This is in part because I spend most of my day in the upstairs office, which is not a popular spot to be a spider. Until a new guy moved in. I went back to my text messages over the last month or so to Matt while he was at work, which basically chronicles the horrors.
Ack- Spider moved in up here. Totally ruining the view
Err... its hard to focus with this many heebie jeebies. What about a second story window is such a good spot for a web?I had accepted that this was not a small spider, and it actually wasn't at the window all the time. On the one hand, not so bad, I don't have to look at it all the time. On the other hand, WHERE DID IT GO? Worse though, it was getting bigger.
Evil Giant Spider is back. I'm using your monitor to block it from my view. Barely.
OMG, How do spiders even get this big? What does it eat? Bats?
I thought there was a bat caught in a web up here. NO! IT WAS THAT GIANT BAT EATING SPIDER!
There is no emoticon to contain my horror.
And really, this things had moved beyond NW spider size. It was verging on foreign exotic spider with some engorged, freaky abdomen and shockingly angular legs. I was pretty sure when it wasn't handing out in the window, it was just strolling around the neighborhood, kicking puppies and stealing from old ladies. I'm telling you, this was a viscous, evil spider. And again, it wasn't around all the time. Don't for one second consider where else it might go, because the obvious answer is INSIDE THE HOUSE. Ack.

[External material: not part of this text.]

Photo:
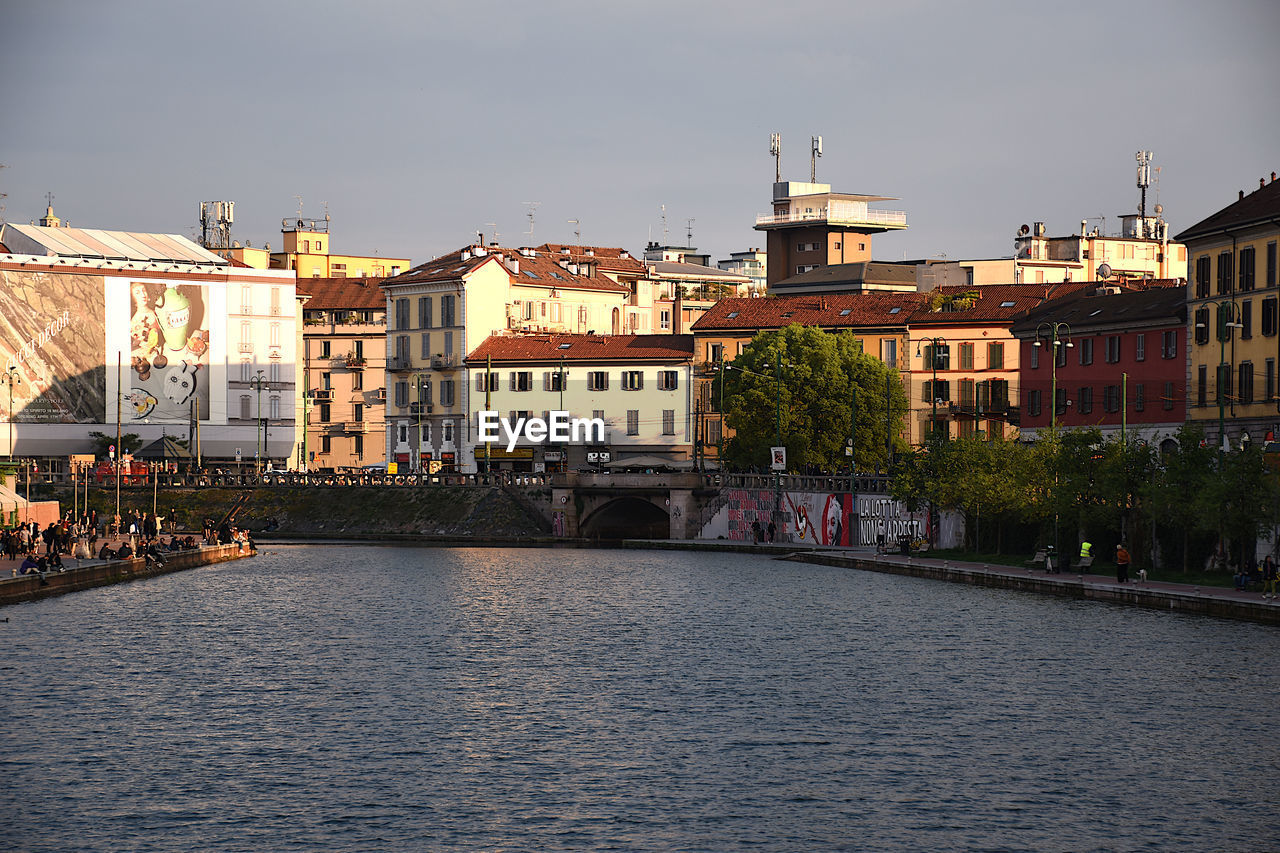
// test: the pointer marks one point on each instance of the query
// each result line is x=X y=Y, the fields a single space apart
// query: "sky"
x=416 y=124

Matt had suggested that I could turn the hose on it when I saw it. Again, he thinks I am prone to hyperbole, so he was surely picturing some itsy bitsy spider route. But hello? Remember how that rhyme ends? The itsy bitsy spider goes up the spout again. Oh no. It the hosing is going to work, a person (I can't type "I" in this context) would have to be prepared for armed combat when you brought the beast on level. I'm not running outside in my work clothes (read:PJs) to go to fisticuffs with the spawn of evil on EIGHT LEGS.

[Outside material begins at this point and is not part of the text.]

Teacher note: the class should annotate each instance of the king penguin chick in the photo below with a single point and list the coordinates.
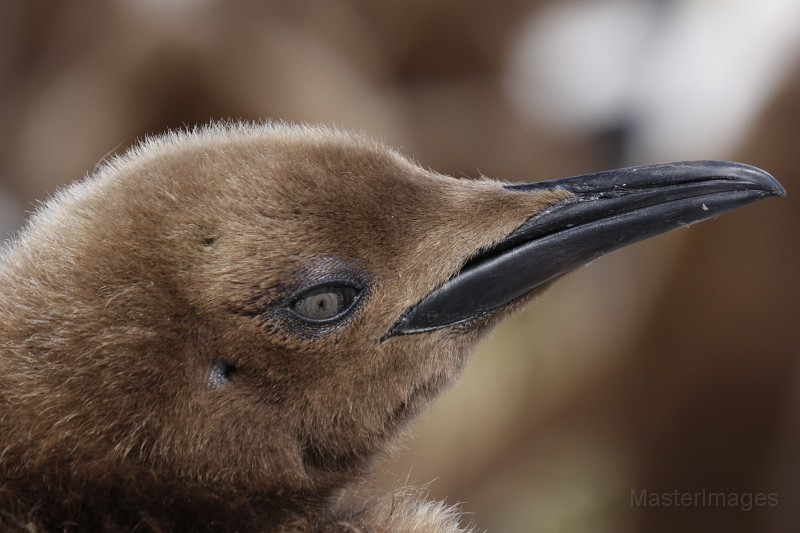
(223, 329)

And this is how things went for a while. I would move Matt's monitor around to avoid seeing it, and he never once encountered the thing.
Until last night.
We went for a late run. We let ourselves out the back and leave the door unlocked, and came back a few minutes later. My office light was still on, which made the window look like a homing beacon, except instead of the bat signal up there, the light was all but blocked by this viscous monster. Even Matt was impressed by its gruesomeness. We sprinted through the door (what if it drops, thinking my shrieking is the sound of its favorite prey, vampire bats?) and made a game plan. Matt would go outside, hose the thing off the window, and maybe squish it. I would bravely watch from inside, to bear witness to what might might be Matt's final minutes on early before he is brutally murdered by a spider in the dark- because everything about this was starting to go all horror show.
The hose got it off the window, but Horror of Horrors, in the dark, Matt couldn't see it. He gestured that he wanted to come in a get a flashlight, but I had our home barricaded at this point. I passed him a flashlight through a crack in the door, knowing full well that the monster had to be sneaking up behind him already. With a flashlight in hand, he was able to see the spider, which was faking an injury curled up in a ball the size of a kumquat. Seriously, it really was big enough to found in the dark. He washed it down onto the porch, here he picked up a box to deal the deathblow.
He said it popped like a grape. I think he was underestimated the size of produce involved, I am sure it much have been a small melon. He was confident that his task was done and gestured for me to unblockade the house. Ha! You can't leave a spider carcass out like that!? Too many spiders get non-squished enough, then reappear as an undead version of themselves minutes later. You have to destroy the body to be sure. The carcass was thrown into the yard, where I am sure a raccoon, or another hoard of spiders ate it overnight.
Ack, ack, blehhh.
1 comment:
I was on the edge of my seat the entire time.